Whilst thou liest warm at home, secure and safe…

—William Shakespeare

Forty-five chips were in place. Restlessness for the forty-sixth had set in, and I was keeping busy sweeping up the debris from the rubbery boiled egg I had been eating, when suddenly I froze, aware somehow of unusual movement in the building above me. I had gradually, when I was in a state to notice, come to read the subtle vibrations in stone that transmitted distant footsteps, the faint sense of movement against one wall that I took to be water in pipes, and occasionally, rarely, a thread of hum that was human speech in the crack under the door. I swallowed the stub end of the egg and all but ran over to the most revealing wall. Movement there was; the stones fairly shuddered with it. Some emergency had hit the organisation. I backed away and turned to the door, thinking to press my ear to the crack, when I heard the familiar sound of feet on the stone steps.
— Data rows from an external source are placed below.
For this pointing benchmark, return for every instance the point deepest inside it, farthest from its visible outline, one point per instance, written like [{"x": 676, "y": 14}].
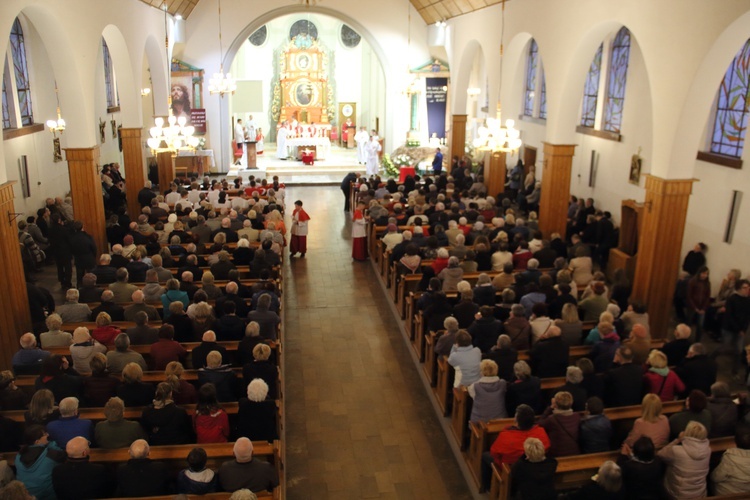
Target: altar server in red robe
[
  {"x": 299, "y": 230},
  {"x": 359, "y": 233}
]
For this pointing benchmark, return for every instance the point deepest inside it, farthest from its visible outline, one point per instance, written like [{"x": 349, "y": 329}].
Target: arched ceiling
[{"x": 431, "y": 11}]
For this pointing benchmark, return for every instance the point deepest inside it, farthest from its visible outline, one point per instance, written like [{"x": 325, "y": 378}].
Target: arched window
[
  {"x": 730, "y": 123},
  {"x": 591, "y": 91},
  {"x": 616, "y": 79},
  {"x": 109, "y": 78},
  {"x": 21, "y": 71},
  {"x": 531, "y": 64}
]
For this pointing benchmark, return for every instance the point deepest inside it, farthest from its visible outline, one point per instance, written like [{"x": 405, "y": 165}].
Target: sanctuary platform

An injection was due, but those were not the normal footsteps approaching; this was a solitary man, and he was hurrying. Was this my death, coming for me?

I dove for the corner where I stored my larger rocks and scooped them up, flew to my bed and gathered the stones and the nail I had sharpened on the stones, and made the safety of the western pillar just as the key sounded in the lock. The bolts slid, and I prepared myself for a final defence. Light poured in with the opening of the door, more light than I had seen for days—an electrical bulb outside the door. I squinted desperately around the stones at the vague figure outlined there.

“Russell?” he said, and the breath congealed in my throat. “Russell, are you in here? Dear God, they’ve taken her.” His voice went hoarse with despair, and he stepped back to shout, “Constable! Fetch one of those torches down here!”

“Holmes?” I said. The paltry stones of my defence rattled down around my toes.

“Russell! Are you all right? I cannot see you.”

“I’m not certain you want to, Holmes,” I croaked, and edged into the light, one hand out against the painful glare.

I could see nothing but a tall, dark shape, which made a strangled noise and took a step towards me, when the sound of constabulary boots on stones came from above. He whirled around and barked out an order.

“The torch won’t be necessary, Constable. Resume your position at the top of the stairs.” He paused, with his back to me for a moment, and when the footsteps had retreated up the stairs, he turned and walked past me into my prison. He stood first and contemplated my bed, the remnants of my food, and the gourd of water, spilt onto the stones in my final rush. Finally, reluctantly, he turned to me, and with no expression whatsoever, he looked at me, read the state of my pupils and my matted hair, my stinking rags. He reached for my arm. I flinched away from him as if he had lashed me, and he halted, then slowly put his hand out again and took my wrist, drew out my arm, glanced at the state of my veins, and let go. His only reaction was a brief spasm along the edge of his jaw. He looked back into my face.

“Will you be all right if I leave you here and go find you some clothes?”

“Leave the door open.” My voice trailed upwards and cracked.

“Of course.”

He ran light-footed up the stairs, and returned within three minutes, to find me cowering just inside the door like some timid beast afraid to seize its freedom. He held out a pair of trousers, a linen shirt, a pair of carpet slippers. I just looked at them.

“It will take me some time to locate your own clothing,” he said, mistaking my hesitation. I reached for the things, avoiding his hand, and stepped back into the dark to dress. The clothes were my captor’s. I could smell Him, feel the imprint of his body. A curious intimacy, but, oddly enough, not unsatisfying. I straightened my shoulders and stepped into the light, then walked out of my cellar prison and up the bright stairs, feeling like the mermaid granted feet.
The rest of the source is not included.